Beware this latest Apple ID scam
With Black Friday almost upon us, no wonder the scammers are out in force. While it may be a well-used phishing tactic, the cybercriminals behind the latest attack targeting all users of Apple devices have honed their craft into a highly believable and demanding of action warning: your Apple ID is suspended.
Your Apple ID Is Suspended Scam Explained
With more than 2 billion active users of Apple devices, be that an iPhone, iPod, MacBook or anything else that requires the use of an Apple ID, it’s not really surprising that this technological demographic is a prime target for cybercriminals—especially given the broader picture of them being an affluent group given the costs of being within the Apple ecosystem. We’ve already seen scams sent to iPhone users claiming that their iCloud storage capacity is nearly full and, of course, offering an upgrade to anyone foolish enough to click the take action button. Now it’s a similar, but more urgent, threat that is being used as people want to flex their spending power during the Black Friday sales.
Increasingly composed by AI-driven implementations of criminal large language models, these fake emails are often extremely close to the real thing in appearance and tone if not intent. Like other AI-powered support scams, these highly-convincing frauds are designed with one thing in mind: getting the recipient to click on an action button that takes them somewhere that can steal their account credentials.

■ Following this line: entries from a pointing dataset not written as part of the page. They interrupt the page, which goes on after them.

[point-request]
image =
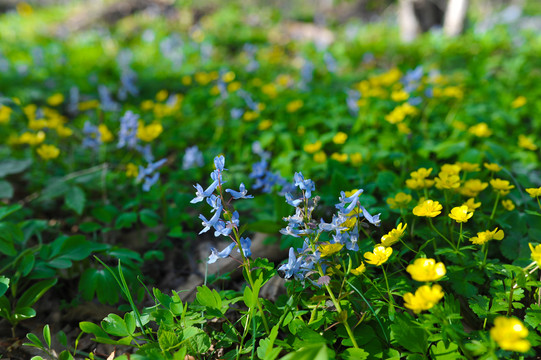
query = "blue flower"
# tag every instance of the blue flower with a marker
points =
(245, 243)
(212, 222)
(374, 220)
(127, 136)
(306, 185)
(193, 157)
(219, 162)
(293, 267)
(241, 194)
(214, 254)
(92, 136)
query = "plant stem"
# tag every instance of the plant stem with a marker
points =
(339, 309)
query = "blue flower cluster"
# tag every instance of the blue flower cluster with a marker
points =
(302, 224)
(229, 225)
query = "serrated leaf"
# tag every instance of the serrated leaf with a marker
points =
(75, 199)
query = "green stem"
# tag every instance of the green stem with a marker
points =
(494, 208)
(388, 289)
(339, 309)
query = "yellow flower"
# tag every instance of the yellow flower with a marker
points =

Be warned that the hook will be just as convincing as the bait in most cases, sometimes complete with 2FA-bypass methodologies built into the attack.
In order to leverage as much fear as possible, the email will likely claim that Apple has noticed suspicious activity on your account, or that it has been outright hacked and so requires further action from yourself to protect it.
“Phishing scams like the Apple ID Suspended scheme are becoming increasingly prolific and under immediate urgency,” Jake Moore, a former digital crimes law enforcement officer and now global cybersecurity advisor at ESET, said, “many people are still manipulated by the clever tactics used by criminal hackers.”
Apple Offers Scam Protection Advice For All Users
“If you’re suspicious about an unexpected message, call, or request for personal information, such as your email address, phone number, password, security code, or money,” Apple said, “it’s safer to presume that it’s a scam.”
Apple gives the following advice for users to identify a phishing attack:
- Scammers often mention personal information about you in an attempt to build trust and seem legitimate.
- Scammers will often convey a desire to help you resolve an immediate problem.
- Scammers usually creates a strong sense of urgency to avoid giving you time to think and to dissuade you from contacting Apple yourself, directly.
- Scammers will request your account information or security codes.
“Apple will never ask you to log in to any website, or to tap Accept in the two-factor authentication dialog, or to provide your password, device passcode, or two-factor authentication code or to enter it into any website,” Apple said.
“It is important to verify the sender’s email address for any discrepancies and avoid clicking on suspicious links as this is where scams often begin,” Moore concluded, “if you are ever in doubt of an Apple ID issue, go directly to the official Apple website to double check.”